CG : La rencontre entre Claude et Dominique décrit très bien le coup de foudre, car les mots, les gestes, s’emballent et semblent décrire une réalité. Ce roman est-il tiré d’une expérience réelle, autobiographique ?
CE : Absolument. Or il ne faut pas oublier que la frontière entre l’autobiographie et le roman n’est rien de moins que poreuse. Ou, si vous préférez, la réalité et la fiction se chevauchent constamment.

 

CG : Quelle est la part d’autobiographie dans ce livre ?
CE : J’ai bel et bien cueilli Dominique au parc Lafontaine, un certain 7 et non 6 janvier. Le logement où se situe l’action est un de ceux que j’ai habité. La rencontre a été à ce point prenante et « comblante » que j’en garde, après maints lustres, un souvenir inouï. Quant au reste, il a été dicté par la mémoire affective et non factuelle. Il a été déterminé par l’économie de l’œuvre.

 

CG : L’action se déroule à Montréal. Pourquoi cette ville ?
CE : Parce que j’y suis né et que j’y ai toujours vécu, sauf pour une vingtaine de séjours plus ou moins longs à Paris. Quoi qu’il en soit, je connais bien Montréal, de sorte que je puis m’y promener sans quitter mon bureau. Maisonneuve, dont je parle dans D’une tendresse ardente, est un quartier montréalais où j’ai longtemps résidé. Qui plus est, la parlure des personnages m’a obligé de situer l’action dans la métropole québécoise.

 

CG : Quels sont vos auteurs ou livres favoris, hormis le Cantique des Cantiques ?
CE : J’apprécie la pointe d’humour en fin de phrase. En ce qui a trait au domaine québécois, je mentionne Les Îles de la nuit, recueil de vers d’Alain Grandbois, Le Vieux Chagrin, roman de Jacques Poulin, L’enfant chargé de songes, roman d’Anne Hébert, Un après-midi de septembre de Gilles Archambault.
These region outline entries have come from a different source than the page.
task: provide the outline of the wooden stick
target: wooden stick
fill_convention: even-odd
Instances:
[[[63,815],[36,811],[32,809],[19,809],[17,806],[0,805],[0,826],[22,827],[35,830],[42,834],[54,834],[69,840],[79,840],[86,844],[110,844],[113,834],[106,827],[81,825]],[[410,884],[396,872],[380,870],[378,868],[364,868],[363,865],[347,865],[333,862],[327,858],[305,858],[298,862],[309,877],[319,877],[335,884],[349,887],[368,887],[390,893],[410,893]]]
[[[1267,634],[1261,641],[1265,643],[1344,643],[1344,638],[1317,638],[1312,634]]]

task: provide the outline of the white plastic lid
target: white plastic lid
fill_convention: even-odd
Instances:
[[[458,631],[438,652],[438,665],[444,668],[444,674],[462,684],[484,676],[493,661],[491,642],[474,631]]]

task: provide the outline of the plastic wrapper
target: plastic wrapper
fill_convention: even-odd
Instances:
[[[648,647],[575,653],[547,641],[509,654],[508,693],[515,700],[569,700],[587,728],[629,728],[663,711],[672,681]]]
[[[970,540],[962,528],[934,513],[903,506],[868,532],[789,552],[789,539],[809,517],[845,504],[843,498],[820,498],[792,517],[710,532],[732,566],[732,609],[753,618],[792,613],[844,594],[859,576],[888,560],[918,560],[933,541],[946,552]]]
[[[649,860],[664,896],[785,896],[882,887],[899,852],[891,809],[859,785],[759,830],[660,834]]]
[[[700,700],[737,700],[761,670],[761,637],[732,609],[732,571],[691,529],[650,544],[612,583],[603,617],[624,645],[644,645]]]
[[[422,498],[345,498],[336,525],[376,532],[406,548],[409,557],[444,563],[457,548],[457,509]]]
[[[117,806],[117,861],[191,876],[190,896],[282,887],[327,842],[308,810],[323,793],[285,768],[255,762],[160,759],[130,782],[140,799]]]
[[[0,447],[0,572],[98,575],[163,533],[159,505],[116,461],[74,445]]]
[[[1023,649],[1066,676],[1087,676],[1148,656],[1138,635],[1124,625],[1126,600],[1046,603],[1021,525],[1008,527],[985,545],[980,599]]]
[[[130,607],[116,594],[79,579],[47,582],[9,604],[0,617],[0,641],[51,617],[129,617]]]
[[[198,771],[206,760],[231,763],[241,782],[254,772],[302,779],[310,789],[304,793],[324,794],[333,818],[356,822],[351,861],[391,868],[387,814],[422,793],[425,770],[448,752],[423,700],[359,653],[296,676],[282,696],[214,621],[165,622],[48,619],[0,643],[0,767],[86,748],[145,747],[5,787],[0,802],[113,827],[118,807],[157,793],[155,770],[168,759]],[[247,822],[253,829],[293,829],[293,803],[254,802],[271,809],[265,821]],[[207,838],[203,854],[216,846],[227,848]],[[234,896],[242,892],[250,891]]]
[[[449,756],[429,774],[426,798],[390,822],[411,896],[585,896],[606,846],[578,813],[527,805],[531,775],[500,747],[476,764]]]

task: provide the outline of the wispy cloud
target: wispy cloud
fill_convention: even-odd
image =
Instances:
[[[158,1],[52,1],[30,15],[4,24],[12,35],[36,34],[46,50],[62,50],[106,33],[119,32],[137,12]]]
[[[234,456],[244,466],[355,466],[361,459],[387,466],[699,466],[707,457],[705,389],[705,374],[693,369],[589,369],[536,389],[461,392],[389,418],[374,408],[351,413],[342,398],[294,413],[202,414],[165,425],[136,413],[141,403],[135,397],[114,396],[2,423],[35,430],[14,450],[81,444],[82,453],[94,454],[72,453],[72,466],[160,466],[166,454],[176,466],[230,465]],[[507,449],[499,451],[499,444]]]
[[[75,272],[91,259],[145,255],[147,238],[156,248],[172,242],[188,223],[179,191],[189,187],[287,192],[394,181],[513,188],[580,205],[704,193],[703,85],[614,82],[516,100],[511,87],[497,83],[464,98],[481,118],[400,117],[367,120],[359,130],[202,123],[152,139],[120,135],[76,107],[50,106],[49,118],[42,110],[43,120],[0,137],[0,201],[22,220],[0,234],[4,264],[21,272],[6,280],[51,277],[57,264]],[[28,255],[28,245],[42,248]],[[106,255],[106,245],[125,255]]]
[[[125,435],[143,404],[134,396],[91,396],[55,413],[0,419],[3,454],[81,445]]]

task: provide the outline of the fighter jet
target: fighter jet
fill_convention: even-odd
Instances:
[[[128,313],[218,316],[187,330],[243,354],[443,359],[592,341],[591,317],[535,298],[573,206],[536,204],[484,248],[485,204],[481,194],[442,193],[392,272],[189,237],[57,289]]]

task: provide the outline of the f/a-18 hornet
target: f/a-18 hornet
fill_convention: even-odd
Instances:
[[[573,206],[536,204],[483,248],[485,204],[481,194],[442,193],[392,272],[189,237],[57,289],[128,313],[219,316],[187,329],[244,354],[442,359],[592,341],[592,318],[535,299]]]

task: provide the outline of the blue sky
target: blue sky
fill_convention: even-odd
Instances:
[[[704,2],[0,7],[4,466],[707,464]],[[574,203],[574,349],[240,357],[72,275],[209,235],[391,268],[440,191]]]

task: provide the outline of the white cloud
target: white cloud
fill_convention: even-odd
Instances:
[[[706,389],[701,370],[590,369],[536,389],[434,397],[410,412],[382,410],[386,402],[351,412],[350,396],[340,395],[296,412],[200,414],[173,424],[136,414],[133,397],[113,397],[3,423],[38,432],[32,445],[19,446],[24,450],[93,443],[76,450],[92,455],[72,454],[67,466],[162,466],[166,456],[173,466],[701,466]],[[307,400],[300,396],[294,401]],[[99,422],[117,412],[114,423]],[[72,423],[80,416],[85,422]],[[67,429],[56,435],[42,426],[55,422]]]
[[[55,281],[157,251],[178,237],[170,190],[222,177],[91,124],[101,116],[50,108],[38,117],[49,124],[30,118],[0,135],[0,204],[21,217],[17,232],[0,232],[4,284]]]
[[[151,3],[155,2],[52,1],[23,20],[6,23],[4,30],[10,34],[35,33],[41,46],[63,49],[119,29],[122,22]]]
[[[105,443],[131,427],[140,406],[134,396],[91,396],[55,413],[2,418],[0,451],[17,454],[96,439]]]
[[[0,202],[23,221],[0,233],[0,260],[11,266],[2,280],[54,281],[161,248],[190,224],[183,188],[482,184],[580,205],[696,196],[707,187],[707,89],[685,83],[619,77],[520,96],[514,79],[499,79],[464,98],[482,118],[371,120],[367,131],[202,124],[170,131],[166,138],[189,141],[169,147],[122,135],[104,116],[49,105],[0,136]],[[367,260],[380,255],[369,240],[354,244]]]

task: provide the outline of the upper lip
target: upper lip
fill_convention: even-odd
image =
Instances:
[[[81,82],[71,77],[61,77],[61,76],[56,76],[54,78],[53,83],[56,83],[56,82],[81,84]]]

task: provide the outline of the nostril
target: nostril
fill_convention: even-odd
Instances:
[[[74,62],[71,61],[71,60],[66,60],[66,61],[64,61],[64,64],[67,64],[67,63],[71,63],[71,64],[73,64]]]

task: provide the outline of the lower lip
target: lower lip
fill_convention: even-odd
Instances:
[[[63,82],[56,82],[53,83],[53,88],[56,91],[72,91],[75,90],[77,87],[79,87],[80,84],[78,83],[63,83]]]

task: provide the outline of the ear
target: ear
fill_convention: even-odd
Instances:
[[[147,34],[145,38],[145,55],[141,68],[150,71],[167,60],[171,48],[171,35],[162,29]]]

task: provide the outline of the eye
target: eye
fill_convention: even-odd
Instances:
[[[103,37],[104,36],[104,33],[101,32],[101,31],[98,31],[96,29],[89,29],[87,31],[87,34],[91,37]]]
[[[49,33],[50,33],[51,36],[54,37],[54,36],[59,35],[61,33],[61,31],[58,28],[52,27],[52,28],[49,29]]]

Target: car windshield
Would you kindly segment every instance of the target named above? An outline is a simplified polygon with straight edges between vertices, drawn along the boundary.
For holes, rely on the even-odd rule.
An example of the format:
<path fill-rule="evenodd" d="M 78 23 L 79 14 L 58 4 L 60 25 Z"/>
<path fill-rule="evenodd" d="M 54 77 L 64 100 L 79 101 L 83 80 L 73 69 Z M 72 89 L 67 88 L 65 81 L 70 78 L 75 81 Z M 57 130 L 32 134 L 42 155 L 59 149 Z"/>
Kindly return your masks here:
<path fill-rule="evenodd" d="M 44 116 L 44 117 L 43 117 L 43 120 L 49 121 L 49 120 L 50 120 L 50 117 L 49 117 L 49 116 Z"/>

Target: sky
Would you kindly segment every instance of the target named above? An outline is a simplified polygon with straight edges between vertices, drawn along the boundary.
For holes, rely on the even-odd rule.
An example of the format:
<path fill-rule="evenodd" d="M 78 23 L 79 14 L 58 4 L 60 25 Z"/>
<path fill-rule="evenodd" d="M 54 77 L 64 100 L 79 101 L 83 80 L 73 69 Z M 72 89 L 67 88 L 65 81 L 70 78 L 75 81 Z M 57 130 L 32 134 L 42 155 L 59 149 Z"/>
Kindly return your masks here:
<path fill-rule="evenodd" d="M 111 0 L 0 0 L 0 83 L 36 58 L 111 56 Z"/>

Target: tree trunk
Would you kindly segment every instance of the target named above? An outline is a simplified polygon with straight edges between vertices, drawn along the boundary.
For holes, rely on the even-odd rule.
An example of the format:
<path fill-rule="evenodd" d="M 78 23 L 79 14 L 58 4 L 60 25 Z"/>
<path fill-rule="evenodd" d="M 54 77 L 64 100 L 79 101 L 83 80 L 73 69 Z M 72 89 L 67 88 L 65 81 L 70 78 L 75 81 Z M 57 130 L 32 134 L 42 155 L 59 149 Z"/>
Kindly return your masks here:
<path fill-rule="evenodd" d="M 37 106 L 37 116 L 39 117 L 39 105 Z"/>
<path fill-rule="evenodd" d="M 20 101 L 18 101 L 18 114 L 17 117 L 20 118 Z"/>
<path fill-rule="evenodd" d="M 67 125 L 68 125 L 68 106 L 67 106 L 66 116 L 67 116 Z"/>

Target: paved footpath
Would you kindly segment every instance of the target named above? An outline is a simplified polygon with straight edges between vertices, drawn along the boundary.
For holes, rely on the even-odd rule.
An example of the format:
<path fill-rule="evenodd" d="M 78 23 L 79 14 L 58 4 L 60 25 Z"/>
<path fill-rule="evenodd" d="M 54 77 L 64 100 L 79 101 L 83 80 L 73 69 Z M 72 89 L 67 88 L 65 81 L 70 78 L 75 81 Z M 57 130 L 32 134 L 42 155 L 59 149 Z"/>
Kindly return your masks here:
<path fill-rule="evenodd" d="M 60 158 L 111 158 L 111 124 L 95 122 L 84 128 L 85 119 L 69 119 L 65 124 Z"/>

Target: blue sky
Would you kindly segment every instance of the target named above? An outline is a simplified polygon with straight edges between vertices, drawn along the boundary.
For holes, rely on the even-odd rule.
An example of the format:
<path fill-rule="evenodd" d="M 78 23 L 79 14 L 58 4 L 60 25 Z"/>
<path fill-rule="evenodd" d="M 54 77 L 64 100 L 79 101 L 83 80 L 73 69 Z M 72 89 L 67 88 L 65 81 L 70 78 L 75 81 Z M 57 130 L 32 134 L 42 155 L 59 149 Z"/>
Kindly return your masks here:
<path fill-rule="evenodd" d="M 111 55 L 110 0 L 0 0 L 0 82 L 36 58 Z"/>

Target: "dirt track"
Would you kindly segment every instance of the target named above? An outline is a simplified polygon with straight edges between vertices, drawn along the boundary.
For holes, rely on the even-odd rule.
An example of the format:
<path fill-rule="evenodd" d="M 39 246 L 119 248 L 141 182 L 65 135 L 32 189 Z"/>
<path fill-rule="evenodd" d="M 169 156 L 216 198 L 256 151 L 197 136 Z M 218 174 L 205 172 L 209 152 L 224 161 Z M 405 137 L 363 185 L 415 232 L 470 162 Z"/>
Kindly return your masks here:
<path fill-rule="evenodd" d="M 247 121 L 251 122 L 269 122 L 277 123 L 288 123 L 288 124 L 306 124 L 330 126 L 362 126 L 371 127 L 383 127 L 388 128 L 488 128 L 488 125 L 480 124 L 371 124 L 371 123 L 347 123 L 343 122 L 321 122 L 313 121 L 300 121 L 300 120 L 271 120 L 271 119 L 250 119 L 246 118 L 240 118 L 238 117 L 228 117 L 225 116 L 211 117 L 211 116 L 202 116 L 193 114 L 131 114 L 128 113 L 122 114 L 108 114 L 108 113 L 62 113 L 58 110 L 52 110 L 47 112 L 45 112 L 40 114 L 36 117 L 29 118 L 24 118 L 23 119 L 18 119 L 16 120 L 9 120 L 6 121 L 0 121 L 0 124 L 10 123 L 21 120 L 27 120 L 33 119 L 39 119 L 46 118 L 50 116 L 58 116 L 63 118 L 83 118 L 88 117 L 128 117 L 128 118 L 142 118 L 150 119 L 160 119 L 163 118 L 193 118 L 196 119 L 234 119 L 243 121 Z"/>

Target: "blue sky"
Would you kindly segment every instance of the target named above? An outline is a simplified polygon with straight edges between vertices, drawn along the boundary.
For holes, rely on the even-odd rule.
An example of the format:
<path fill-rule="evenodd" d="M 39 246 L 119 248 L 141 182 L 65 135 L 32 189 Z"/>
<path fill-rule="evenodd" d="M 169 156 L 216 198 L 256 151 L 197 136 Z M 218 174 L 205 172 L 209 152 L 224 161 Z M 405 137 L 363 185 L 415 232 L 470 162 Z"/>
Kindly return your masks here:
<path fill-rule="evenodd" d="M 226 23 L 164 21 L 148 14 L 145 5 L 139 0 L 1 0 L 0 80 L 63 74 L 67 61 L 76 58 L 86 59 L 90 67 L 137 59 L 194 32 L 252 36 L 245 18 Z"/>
Sur le chapitre européen, je cite L’Homme inquiet, polar de Henning Mankell, Opération Napoléon, polar d’Arnaldur Indridason, Dossier 64, polar de Jussi Adler-Olsen, Les mots que j’aime de Philippe Delerm, La traversée de l’en-bas de Maurice Bellet, Mourir de dire. La honte de Boris Cyrulnik.

 

Claude-Ethier=portraitCG : Avez-vous un autre roman en cours ?
CE : Oui. Un polar qui appartient à la littérature gaie, si un tel phénomène existe. Le roman braque les feux sur les meurtres de quatre homosexuels, ainsi que d’un hétérosexuel qui a eu le malheur de se trouver au mauvais moment dans le mauvais lieu, c’est-à-dire un café du Village gai de Montréal. Le dossier n’est clos, que peu de temps après la commission du cinquième crime, grâce aux confidences d’un ami de la victime, lesquelles aiguillent la police sur la bonne piste, au terme d’un peu plus d’un an d’enquête.

 

CG : Merci beaucoup !
CE : Je vous remercie infiniment d’avoir pris bouche avec moi.